Deals with evidence and procedure. Under Regulation 15(2) the
Tribunal can determine the manner in which the Hearing is
conducted. Quite often the Chairman will ask HMRC to outline the
case. If this happens, the Inspector must deal briefly and
accurately with the issues, without giving any evidence for the
Crown.
Sometimes, particularly when the appeal is against specific
refusal by HMRC (such as an appeal against a refusal to grant a
gross payment certificate to a sub-contractor in the construction
industry, or an appeal against a formal refusal for loss relief),
it is convenient for the Crown to run its case first. This, in a
sense, sets up the target that the taxpayer has to hit. However, it
is important not to lose sight of the fact that the onus of proof
will not alter.
If, at the request of the Tribunal, or on the suggestion of
either party, the Crown puts its case first, the Inspector must
always ensure that the party having the onus of proof has the last
word. In respect of penalty proceedings, the onus of proof is
firmly with the Crown which is entitled, not only to open the
proceedings, but also to the last word.
Regulation 15(5) enables the Tribunal to receive evidence
orally or by affidavit. Since the Woolf Reforms affidavits are now
called 'Statements of Truth' and are usually in a prescribed form.

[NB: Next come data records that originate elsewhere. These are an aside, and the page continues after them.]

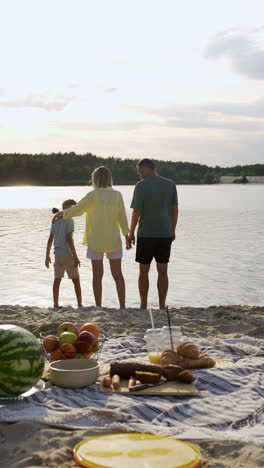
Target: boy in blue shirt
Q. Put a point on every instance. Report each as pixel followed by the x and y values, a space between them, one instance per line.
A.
pixel 65 254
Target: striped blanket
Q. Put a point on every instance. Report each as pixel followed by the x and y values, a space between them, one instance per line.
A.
pixel 230 402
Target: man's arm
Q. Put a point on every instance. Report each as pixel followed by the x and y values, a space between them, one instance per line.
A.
pixel 72 247
pixel 133 225
pixel 49 244
pixel 175 212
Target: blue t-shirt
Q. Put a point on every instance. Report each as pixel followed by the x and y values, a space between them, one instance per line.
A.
pixel 60 229
pixel 154 197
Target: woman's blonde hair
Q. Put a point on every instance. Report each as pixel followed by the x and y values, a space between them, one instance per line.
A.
pixel 102 177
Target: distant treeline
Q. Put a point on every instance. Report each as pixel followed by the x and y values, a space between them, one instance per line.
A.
pixel 76 169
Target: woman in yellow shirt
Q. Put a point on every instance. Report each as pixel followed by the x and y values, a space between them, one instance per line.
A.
pixel 105 215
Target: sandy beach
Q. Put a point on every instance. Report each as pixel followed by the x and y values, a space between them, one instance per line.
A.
pixel 31 445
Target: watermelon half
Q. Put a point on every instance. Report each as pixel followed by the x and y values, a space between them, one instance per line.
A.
pixel 21 360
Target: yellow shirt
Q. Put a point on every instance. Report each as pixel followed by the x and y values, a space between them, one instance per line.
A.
pixel 105 215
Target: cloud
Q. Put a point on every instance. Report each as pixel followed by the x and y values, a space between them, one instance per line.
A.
pixel 238 117
pixel 241 49
pixel 44 101
pixel 111 90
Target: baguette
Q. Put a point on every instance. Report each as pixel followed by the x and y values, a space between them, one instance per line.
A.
pixel 203 362
pixel 127 369
pixel 188 349
pixel 116 381
pixel 169 357
pixel 107 381
pixel 171 372
pixel 147 377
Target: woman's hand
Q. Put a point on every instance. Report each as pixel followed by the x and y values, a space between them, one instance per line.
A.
pixel 76 261
pixel 128 243
pixel 47 261
pixel 57 215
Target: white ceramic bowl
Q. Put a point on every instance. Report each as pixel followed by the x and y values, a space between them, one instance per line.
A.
pixel 74 373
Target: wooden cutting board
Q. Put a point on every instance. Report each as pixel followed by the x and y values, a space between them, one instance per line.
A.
pixel 169 388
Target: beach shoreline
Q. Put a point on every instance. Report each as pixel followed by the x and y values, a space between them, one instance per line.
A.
pixel 215 322
pixel 30 444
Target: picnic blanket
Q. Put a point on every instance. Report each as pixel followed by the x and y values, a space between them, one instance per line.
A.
pixel 230 402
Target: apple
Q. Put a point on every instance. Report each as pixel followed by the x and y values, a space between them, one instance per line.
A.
pixel 67 337
pixel 79 356
pixel 67 326
pixel 87 342
pixel 56 355
pixel 50 343
pixel 69 350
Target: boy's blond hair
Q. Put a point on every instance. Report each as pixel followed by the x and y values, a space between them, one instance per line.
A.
pixel 68 203
pixel 102 177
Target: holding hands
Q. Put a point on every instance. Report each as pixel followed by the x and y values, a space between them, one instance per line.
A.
pixel 57 215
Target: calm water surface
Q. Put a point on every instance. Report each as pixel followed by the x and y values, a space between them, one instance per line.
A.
pixel 217 258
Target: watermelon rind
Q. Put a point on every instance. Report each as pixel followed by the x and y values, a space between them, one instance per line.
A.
pixel 21 360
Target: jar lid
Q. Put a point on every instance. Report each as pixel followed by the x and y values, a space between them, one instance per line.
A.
pixel 132 449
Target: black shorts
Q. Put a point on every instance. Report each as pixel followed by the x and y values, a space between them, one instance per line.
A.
pixel 157 247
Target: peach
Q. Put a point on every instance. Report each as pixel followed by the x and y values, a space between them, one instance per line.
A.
pixel 50 343
pixel 56 355
pixel 68 350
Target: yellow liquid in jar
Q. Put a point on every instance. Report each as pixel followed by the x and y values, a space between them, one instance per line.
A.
pixel 154 358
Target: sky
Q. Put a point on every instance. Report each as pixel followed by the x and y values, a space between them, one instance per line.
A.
pixel 164 79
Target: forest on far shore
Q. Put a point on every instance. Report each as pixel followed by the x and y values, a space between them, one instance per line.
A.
pixel 76 169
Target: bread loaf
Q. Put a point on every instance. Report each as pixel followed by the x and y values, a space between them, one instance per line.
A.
pixel 169 356
pixel 188 349
pixel 202 362
pixel 185 376
pixel 171 372
pixel 126 369
pixel 147 377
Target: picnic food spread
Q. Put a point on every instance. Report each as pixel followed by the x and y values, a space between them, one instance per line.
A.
pixel 174 366
pixel 71 342
pixel 134 449
pixel 187 356
pixel 22 360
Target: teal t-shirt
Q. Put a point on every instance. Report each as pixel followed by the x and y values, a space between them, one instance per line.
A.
pixel 154 197
pixel 60 230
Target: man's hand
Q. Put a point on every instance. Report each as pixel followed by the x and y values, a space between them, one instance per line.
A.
pixel 47 261
pixel 57 215
pixel 131 238
pixel 76 262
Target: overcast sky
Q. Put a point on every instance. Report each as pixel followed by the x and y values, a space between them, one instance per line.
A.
pixel 168 79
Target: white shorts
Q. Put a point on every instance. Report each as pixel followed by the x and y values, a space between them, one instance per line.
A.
pixel 100 255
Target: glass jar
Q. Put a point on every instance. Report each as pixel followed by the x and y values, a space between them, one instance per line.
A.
pixel 155 339
pixel 172 340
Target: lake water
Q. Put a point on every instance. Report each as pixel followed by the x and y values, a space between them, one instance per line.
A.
pixel 217 258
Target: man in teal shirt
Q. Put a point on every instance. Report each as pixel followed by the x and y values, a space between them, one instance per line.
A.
pixel 155 208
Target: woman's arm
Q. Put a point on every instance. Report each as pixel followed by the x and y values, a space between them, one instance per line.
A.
pixel 49 244
pixel 122 218
pixel 133 225
pixel 77 210
pixel 175 212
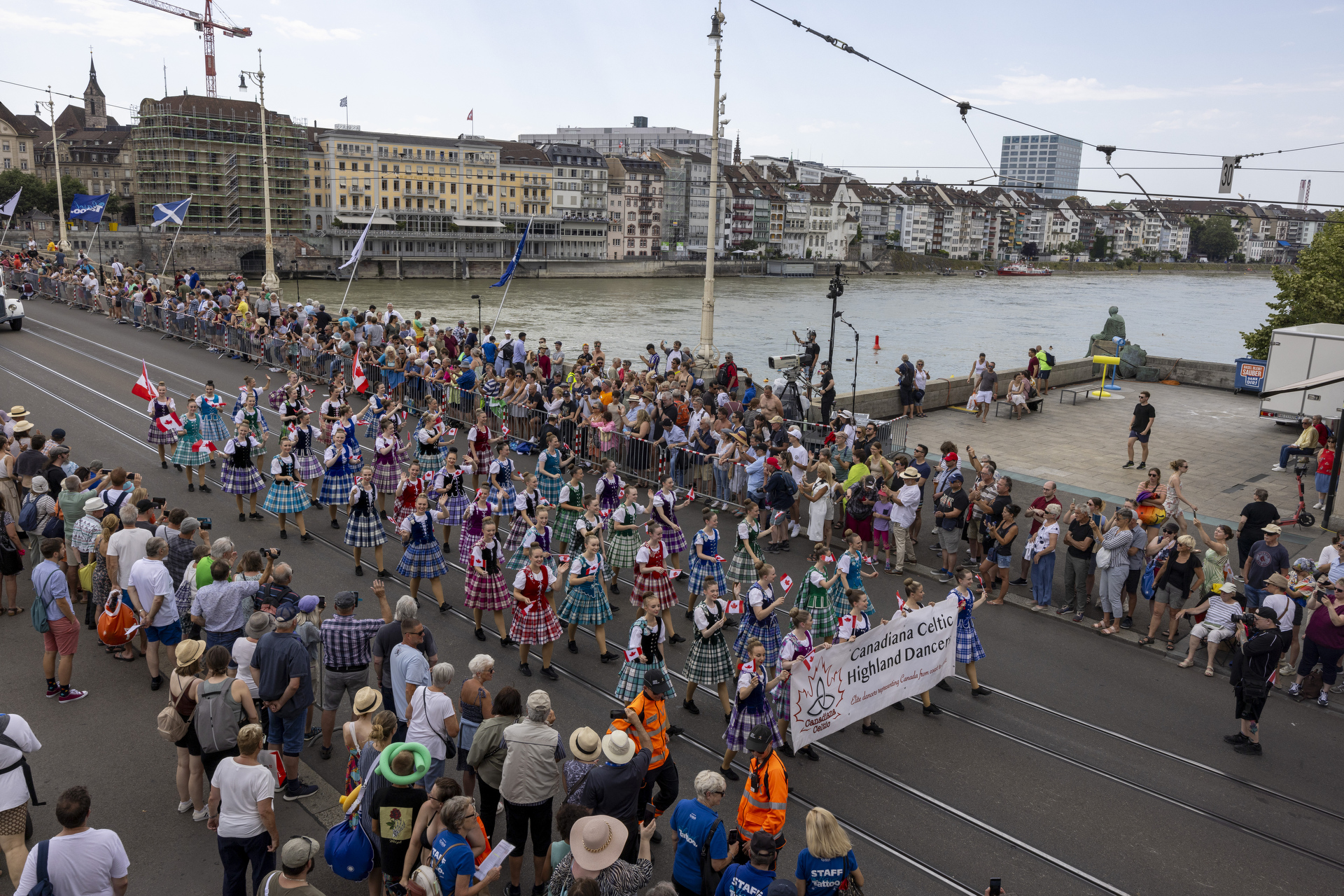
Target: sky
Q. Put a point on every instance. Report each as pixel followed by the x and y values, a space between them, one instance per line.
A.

The Tribunal can require, under this Regulation, the attendance of
a witness who has made an affidavit or an oral statement recorded
in a document, providing that the person is within the jurisdiction
(i.e. the United Kingdom of Great Britain and Northern Ireland). If
an affidavit which is disputed is produced by the other side, and
the person concerned is not available to be summoned or is outside
the jurisdiction, you are entitled to make an appropriate comment
in your closing speech. The authority for so doing is at Regulation
15(3)(d). This is an important part of advocacy - commenting on the
absence of evidence. Evidence that cannot be subjected to
cross-examination is much less persuasive and much less valuable
than that which has been tested in the usual manner.
Regulation 15(6) compels the Tribunal to receive evidence
which would be admissible in a Court of Law (i.e. admissible under
the various Civil Evidence Acts). The Tribunal may also receive
evidence of facts which appear relevant even though they might be
barred from being adduced in a Court of Law. Whilst this might seem
to be opening a 'barn door' on evidence, Regulation 15(4)

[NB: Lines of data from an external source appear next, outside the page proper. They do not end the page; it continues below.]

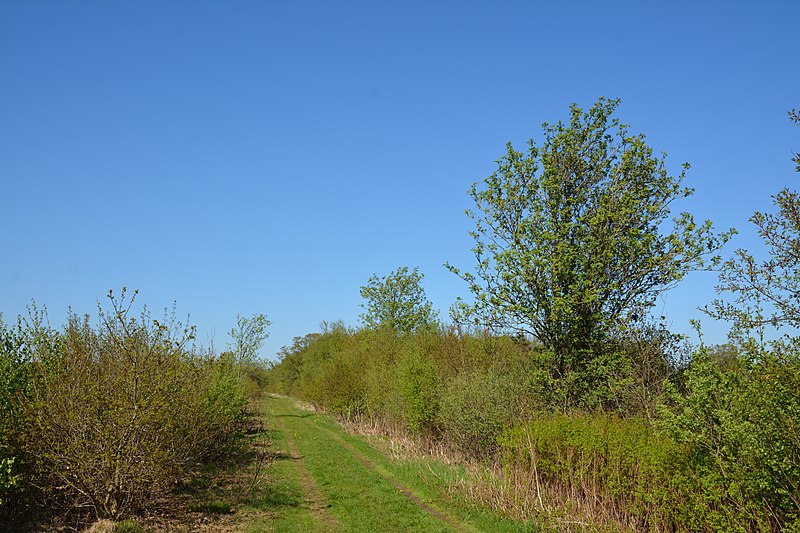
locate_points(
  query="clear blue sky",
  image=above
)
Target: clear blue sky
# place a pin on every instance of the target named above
(249, 156)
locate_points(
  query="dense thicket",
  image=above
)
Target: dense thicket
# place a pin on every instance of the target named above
(590, 415)
(712, 445)
(108, 417)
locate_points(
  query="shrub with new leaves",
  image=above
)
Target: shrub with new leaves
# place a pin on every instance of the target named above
(120, 412)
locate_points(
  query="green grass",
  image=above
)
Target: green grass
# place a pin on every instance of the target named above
(360, 484)
(317, 477)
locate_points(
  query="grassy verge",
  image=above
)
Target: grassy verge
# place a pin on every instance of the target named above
(365, 490)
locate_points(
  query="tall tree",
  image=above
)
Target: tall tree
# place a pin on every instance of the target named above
(248, 337)
(765, 293)
(397, 301)
(571, 238)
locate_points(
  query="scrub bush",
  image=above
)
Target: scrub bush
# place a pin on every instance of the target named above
(118, 414)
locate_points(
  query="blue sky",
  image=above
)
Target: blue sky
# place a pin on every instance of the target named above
(247, 156)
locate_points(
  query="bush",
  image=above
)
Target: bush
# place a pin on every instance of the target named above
(476, 407)
(603, 466)
(119, 413)
(741, 424)
(419, 385)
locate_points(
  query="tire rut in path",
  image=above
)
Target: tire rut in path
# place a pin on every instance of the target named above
(311, 491)
(405, 491)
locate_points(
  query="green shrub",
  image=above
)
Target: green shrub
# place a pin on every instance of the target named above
(128, 526)
(419, 385)
(603, 464)
(475, 407)
(741, 424)
(117, 414)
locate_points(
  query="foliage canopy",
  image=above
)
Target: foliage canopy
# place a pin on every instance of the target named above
(397, 301)
(570, 237)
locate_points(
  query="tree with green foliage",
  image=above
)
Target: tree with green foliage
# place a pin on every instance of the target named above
(571, 239)
(397, 301)
(248, 337)
(765, 293)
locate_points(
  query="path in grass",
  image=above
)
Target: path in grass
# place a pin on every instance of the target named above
(323, 479)
(346, 484)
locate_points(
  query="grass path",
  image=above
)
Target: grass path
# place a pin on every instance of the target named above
(359, 494)
(317, 477)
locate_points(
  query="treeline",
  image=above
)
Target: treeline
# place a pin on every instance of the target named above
(666, 444)
(101, 419)
(583, 408)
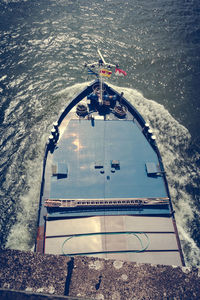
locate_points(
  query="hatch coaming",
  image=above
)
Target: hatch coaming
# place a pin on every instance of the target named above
(131, 238)
(88, 152)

authorises the Tribunal to sift the evidence by means of assessing
its weight and truth, taking into account its nature and source and
the manner in which it is given. Evidence that is given, for
example, only from the mouth of an accountant and not from an
appellant directly, can be the subject of severe adverse comment in
a closing speech. If the appellant declines to attend and merely
sends his accountant or representative to the Hearing, you are
entitled to comment that first hand evidence has not been submitted
to the Tribunal and has not been available for cross-examination.
Regulation 15(7) permits the Tribunal to require the evidence
to be given on oath or affirmation. It is customary, if one witness
is sworn, for all witnesses to be sworn or affirmed.